While Duncan had no specialized training in working with trauma at that time, she knew that acupuncture could have made a difference for this young man and for his family.
“Through this experience, I was carried into the most meaningful work of my life,” Duncan said. “I needed to be part of a tangible response to Kevin and Joyce’s longing for the world to see that their son’s life, as well as his death, had meaning and purpose. I felt called to serve, within my own domain as an acupuncturist, to bring peace to those most personally impacted by war.”
Duncan then pursued training with Somatic Experiencing International on the neurophysiology of traumatic stress. The intimate relationship between modern Western medicine’s study of neurophysiology and the constructs of Chinese Medicine began to come alive for her.

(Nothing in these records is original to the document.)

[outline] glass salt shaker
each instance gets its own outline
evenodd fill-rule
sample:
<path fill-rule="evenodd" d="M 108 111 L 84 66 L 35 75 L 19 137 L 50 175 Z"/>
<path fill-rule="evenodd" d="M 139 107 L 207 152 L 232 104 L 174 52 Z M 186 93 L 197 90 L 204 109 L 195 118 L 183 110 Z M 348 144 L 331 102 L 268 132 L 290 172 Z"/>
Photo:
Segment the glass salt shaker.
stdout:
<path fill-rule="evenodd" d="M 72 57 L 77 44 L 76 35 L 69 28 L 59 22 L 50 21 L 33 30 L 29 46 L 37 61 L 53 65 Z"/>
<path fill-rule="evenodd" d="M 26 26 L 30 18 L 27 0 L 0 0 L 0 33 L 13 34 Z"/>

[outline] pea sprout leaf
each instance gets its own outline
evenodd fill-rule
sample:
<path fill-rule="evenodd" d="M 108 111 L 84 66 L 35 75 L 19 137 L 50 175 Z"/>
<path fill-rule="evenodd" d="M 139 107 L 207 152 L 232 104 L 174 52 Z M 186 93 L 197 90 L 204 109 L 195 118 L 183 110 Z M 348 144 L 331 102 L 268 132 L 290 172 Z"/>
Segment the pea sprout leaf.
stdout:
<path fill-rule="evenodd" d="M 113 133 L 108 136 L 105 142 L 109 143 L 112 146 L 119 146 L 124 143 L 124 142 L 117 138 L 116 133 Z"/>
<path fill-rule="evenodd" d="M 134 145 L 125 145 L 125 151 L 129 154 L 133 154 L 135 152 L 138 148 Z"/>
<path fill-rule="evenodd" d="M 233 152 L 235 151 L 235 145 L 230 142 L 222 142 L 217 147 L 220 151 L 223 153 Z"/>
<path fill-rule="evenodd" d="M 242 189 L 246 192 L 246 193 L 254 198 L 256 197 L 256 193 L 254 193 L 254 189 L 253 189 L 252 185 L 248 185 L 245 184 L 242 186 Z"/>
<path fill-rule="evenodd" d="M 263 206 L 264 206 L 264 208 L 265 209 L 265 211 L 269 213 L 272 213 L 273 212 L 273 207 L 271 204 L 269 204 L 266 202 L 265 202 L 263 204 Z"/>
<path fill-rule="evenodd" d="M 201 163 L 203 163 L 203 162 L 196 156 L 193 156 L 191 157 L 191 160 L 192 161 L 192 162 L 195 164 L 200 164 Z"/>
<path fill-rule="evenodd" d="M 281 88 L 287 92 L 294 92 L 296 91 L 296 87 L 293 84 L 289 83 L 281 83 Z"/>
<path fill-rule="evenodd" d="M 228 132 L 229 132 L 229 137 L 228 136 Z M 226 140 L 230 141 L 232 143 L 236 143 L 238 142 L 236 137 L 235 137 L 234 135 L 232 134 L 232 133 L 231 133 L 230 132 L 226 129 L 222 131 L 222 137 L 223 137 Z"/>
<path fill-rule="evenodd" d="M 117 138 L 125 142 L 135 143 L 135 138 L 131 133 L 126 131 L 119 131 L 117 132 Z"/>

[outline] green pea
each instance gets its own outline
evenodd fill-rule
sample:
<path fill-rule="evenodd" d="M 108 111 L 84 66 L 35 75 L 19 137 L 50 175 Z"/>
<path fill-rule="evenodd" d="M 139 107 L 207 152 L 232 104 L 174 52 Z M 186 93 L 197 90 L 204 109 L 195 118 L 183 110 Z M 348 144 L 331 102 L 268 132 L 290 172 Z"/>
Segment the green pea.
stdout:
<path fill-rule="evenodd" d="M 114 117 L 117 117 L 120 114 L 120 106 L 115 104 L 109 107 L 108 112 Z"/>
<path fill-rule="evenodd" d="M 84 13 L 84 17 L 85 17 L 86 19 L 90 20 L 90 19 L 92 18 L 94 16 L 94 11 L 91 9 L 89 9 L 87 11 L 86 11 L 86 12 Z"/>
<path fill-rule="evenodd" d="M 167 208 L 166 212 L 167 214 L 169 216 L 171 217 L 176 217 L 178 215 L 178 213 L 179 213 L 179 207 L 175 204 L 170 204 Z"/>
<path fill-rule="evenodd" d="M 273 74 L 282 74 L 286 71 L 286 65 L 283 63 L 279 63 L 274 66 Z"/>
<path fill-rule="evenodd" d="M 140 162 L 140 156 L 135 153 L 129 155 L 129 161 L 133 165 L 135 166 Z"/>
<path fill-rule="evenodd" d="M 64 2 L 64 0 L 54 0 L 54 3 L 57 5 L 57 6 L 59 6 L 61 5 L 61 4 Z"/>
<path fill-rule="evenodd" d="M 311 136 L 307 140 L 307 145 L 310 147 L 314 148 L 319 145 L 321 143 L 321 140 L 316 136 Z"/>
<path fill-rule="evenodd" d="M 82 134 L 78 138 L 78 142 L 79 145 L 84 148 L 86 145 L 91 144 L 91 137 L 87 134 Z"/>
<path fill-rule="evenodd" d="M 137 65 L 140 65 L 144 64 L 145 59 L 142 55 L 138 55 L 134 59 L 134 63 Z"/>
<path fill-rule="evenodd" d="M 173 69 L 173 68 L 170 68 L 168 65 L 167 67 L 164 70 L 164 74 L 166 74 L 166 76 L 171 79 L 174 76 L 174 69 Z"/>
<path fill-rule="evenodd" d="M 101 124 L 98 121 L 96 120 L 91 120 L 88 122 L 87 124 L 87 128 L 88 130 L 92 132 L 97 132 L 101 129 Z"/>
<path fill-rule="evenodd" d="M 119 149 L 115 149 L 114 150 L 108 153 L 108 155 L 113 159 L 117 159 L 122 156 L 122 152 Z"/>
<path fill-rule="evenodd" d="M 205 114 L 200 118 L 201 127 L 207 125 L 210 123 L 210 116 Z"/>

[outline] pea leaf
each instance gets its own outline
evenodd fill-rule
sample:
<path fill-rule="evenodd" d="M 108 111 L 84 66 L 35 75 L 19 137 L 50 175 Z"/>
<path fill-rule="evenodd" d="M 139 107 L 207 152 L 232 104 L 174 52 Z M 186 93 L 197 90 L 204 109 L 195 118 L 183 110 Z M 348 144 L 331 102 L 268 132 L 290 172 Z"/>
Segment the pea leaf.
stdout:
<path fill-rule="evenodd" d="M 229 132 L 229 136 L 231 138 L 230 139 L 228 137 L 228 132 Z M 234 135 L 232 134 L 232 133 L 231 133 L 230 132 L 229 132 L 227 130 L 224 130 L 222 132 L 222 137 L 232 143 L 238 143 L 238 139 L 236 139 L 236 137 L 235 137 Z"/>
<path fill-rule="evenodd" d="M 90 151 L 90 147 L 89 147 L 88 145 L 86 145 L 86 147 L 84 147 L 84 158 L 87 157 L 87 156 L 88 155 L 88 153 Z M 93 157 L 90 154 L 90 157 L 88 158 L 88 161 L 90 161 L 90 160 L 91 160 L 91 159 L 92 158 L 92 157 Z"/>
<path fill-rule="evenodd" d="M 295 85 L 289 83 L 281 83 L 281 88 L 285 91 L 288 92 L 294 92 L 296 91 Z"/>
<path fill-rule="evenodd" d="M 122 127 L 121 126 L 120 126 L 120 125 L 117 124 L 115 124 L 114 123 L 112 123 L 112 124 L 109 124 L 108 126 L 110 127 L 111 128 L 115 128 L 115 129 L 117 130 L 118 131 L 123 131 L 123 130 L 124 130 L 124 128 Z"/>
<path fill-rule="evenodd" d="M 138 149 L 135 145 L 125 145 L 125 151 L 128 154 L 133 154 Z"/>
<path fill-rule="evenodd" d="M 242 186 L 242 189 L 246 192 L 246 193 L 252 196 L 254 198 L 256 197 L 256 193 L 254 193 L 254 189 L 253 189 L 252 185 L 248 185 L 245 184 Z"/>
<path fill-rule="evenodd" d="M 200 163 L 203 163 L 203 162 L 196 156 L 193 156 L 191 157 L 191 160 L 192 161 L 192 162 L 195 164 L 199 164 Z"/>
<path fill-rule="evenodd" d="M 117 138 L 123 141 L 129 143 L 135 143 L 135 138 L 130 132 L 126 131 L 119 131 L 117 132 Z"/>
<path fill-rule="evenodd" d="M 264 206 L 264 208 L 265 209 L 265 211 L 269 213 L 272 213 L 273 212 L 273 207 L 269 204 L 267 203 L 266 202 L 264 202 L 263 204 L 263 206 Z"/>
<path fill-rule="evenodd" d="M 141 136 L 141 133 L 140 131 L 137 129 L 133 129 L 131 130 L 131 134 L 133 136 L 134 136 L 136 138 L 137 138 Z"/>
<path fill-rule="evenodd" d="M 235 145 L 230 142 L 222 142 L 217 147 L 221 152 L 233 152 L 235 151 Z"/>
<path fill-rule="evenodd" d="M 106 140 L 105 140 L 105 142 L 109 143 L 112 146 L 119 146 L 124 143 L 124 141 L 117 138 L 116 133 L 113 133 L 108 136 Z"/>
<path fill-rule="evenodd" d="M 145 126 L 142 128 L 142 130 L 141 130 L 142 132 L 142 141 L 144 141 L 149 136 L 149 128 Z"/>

“I found a home for my intellectual curiosity, as well as my passion for helping individuals and communities transform and heal from abuse, violence, and misunderstanding,” she said. “Healers have a critical role to play in transforming our culture into one that is more curious and less reactive to people who we experience as different from ourselves.”
Duncan spent a decade, from 2007-17, serving as a clinician, researcher and educator at the D.C. Veterans Administration Hospital, helping to develop their Integrative Health & Wellness Program. In 2017, she returned to private practice and began to write The Tao of Trauma: A Practitioner’s Guide for Integrating Five Element Theory and Trauma Treatment. This guide combines Eastern and Western trauma physiology and introduces a new map for acupuncturists, medical practitioners, mental health providers, and body-oriented clinicians to help restore balance in their patients.
Today, Duncan teaches the “East-meets-West” approach described in The Tao of Trauma to acupuncturists and mental health providers who work with trauma survivors.
“I am passionate about the role that healers of all types can play in helping transform the physiological states that too often give rise to things like bullying, child abuse, domestic, community or police violence,” she said. “Our world desperately needs its healers. I am committed to cultural transformation through healing—and I still hope to make the world a better place when I blow out my birthday candles!”